O presidente dos Estados Unidos, Joe Biden, pediu uma solução diplomática em meio à escalada do conflito entre Israel e o grupo libanês Hezbollah, após o exército israelense ter realizado um intenso bombardeio que deixou centenas de mortos no Líbano. Falando durante a Assembleia Geral das Nações Unidas (AGNU) na terça-feira, Biden ressaltou que um "conflito em larga escala" não seria do interesse de nenhuma das partes envolvidas.
Nos últimos meses, Biden tem enfrentado pressões para condicionar o apoio de seu governo a Israel, principalmente devido à guerra em Gaza, que já resultou na morte de mais de 41.400 palestinos. No entanto, ele se manteve firme em sua postura de apoio incondicional a Israel, atraindo críticas por sua suposta omissão em pressionar o governo israelense por um cessar-fogo.
Na mesma terça-feira, o Ministério da Saúde do Líbano informou que, até aquele momento, 569 pessoas, incluindo 50 crianças, haviam sido mortas e 1.835 ficaram feridas nos bombardeios israelenses no país. A Faixa de Gaza também continuava sendo alvo de ataques, com pelo menos 37 mortos ao longo do dia, segundo dados do Corpo de Defesa Civil Palestino.
Apesar das críticas de que seu governo está fomentando uma escalada, Biden reiterou sua posição durante a AGNU. Ele apelou para que Israel e Hamas cheguem a um acordo de cessar-fogo, que também contemplaria a libertação de reféns israelenses detidos na Faixa de Gaza. Especialistas, no entanto, apontam que a falta de pressão de Biden sobre o primeiro-ministro israelense, Benjamin Netanyahu, tem contribuído para o agravamento da situação no Oriente Médio.
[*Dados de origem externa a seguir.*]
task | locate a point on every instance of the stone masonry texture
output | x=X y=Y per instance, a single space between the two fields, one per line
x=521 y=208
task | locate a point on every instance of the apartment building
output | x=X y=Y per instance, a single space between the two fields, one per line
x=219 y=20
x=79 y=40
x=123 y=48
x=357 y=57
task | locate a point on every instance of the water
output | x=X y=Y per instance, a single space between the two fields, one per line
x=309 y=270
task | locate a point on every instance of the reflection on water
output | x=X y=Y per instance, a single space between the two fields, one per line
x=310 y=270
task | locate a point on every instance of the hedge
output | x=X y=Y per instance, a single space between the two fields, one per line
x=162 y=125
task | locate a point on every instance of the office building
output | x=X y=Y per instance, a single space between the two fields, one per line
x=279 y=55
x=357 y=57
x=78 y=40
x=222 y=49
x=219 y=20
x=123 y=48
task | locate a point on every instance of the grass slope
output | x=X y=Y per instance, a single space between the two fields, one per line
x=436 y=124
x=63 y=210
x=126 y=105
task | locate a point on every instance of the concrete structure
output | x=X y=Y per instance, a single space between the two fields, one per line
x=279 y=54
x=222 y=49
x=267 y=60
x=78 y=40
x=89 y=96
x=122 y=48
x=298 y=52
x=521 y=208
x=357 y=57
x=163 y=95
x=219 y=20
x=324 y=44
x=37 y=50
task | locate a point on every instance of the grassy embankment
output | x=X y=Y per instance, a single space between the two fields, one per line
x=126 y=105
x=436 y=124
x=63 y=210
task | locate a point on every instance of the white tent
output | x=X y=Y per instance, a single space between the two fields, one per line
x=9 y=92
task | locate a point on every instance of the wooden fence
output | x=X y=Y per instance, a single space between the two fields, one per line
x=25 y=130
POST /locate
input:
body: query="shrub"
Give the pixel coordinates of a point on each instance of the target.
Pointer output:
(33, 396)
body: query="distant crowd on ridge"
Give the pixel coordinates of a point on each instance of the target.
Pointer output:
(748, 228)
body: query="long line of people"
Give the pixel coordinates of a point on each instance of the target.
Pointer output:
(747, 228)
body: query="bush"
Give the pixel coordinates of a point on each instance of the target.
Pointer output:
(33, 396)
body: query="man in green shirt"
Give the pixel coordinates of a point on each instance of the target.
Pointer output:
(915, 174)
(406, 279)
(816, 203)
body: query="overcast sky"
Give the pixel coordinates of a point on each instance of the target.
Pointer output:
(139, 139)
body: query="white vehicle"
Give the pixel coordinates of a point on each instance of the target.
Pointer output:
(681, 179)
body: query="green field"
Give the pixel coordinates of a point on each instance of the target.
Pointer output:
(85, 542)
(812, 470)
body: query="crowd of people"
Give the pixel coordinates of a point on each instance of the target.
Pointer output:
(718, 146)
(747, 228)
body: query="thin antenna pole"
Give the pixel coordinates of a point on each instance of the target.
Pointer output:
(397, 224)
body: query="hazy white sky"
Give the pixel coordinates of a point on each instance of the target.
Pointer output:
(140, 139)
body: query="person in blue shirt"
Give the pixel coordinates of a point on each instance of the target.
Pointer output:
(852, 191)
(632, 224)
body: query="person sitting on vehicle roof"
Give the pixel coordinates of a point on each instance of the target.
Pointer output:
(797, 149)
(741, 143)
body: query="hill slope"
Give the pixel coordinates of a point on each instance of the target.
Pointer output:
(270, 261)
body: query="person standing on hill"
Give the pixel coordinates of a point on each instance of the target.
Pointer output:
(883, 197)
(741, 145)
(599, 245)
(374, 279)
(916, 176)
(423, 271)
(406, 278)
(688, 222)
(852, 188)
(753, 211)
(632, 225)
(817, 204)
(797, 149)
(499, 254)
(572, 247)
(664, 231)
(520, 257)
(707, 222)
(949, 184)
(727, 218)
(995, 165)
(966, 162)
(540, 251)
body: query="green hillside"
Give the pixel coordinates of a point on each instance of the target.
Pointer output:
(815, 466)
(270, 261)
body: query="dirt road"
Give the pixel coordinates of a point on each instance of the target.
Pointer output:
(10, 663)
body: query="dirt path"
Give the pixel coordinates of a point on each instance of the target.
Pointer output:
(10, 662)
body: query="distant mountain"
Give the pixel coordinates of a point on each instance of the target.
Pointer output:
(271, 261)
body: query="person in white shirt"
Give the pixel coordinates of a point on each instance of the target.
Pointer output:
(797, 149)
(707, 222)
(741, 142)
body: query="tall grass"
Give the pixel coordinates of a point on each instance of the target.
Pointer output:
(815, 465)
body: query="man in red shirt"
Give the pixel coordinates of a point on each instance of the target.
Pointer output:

Marwan Bishara, analista sênior da Al Jazeera, destacou que, embora Biden declare não querer uma expansão regional do conflito, os Estados Unidos continuam apoiando a máquina militar israelense. Segundo Bishara, "Netanyahu está levando a região à beira de um desastre, e os EUA estão financiando, protegendo e armando Israel".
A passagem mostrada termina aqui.